【再】クレヨンしんちゃん 嵐を呼ぶモーレツ! オトナ帝国の逆襲 >> 生きる覚悟

ここでの主題であるノスタルジー論争には正直興味はない。20代学生の筆者にとって、大阪万博は教科書上の出来事にしか過ぎず、家族(子ども)に対する思い入れがあるわけでもなく、むしろ(この映画の中での定義に沿うと)大人でも子どもでもないことに疎外感すら感じる。[※]

(そうは言っても、「懐かしいって、そんなにいいことなのかなあ?」という風間くんの一言が、懐古主義(このブログを読んでもらってればわかると思いますが)の筆者の胸に突き刺さるのだ。ぐはっ。)

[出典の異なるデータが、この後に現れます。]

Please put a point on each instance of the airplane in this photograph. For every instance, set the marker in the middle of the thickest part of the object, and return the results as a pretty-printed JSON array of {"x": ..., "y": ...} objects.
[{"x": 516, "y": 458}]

ただ、この映画を観て涙を禁じ得ないのは、「死なせない演出」

ラストシーン。大人たちを惑わした悪党のボス(ケン)とその連れ(チャコ)が、タワーから飛び降りようとする。足を踏み出そうとしたその刹那、足下から二人に襲いかかってくる鳩。(その足下には鳩の巣があり、雛がいた)。後ずさる二人。風・・・。「死にたくないっ・・・」(チャコ)。「──また、家族に邪魔された」(ケン)。

世の中フィクションなのをいいことにバッサバッサと人を殺し過ぎなことに不満タラタラなのだが(いったい一日に何人死んでんだよ)、逆に「死なせない」のがいかに難しいか、そしてその覚悟が自分にあるかと考えさせられる。

覚悟して生きろ。

多少他人(鳩)任せな感もするが、下手に言葉にしなくても(しない方がより強く)伝えることはできるんだよ、と。(ゲ*戦記の中の人に爪の垢を煎じて…)


※しかし20代というこの年が、人生の中でこういうテーマから最も離れている時期であるにも関わらず、何故か頬を伝う熱いモノが止まらないのだ。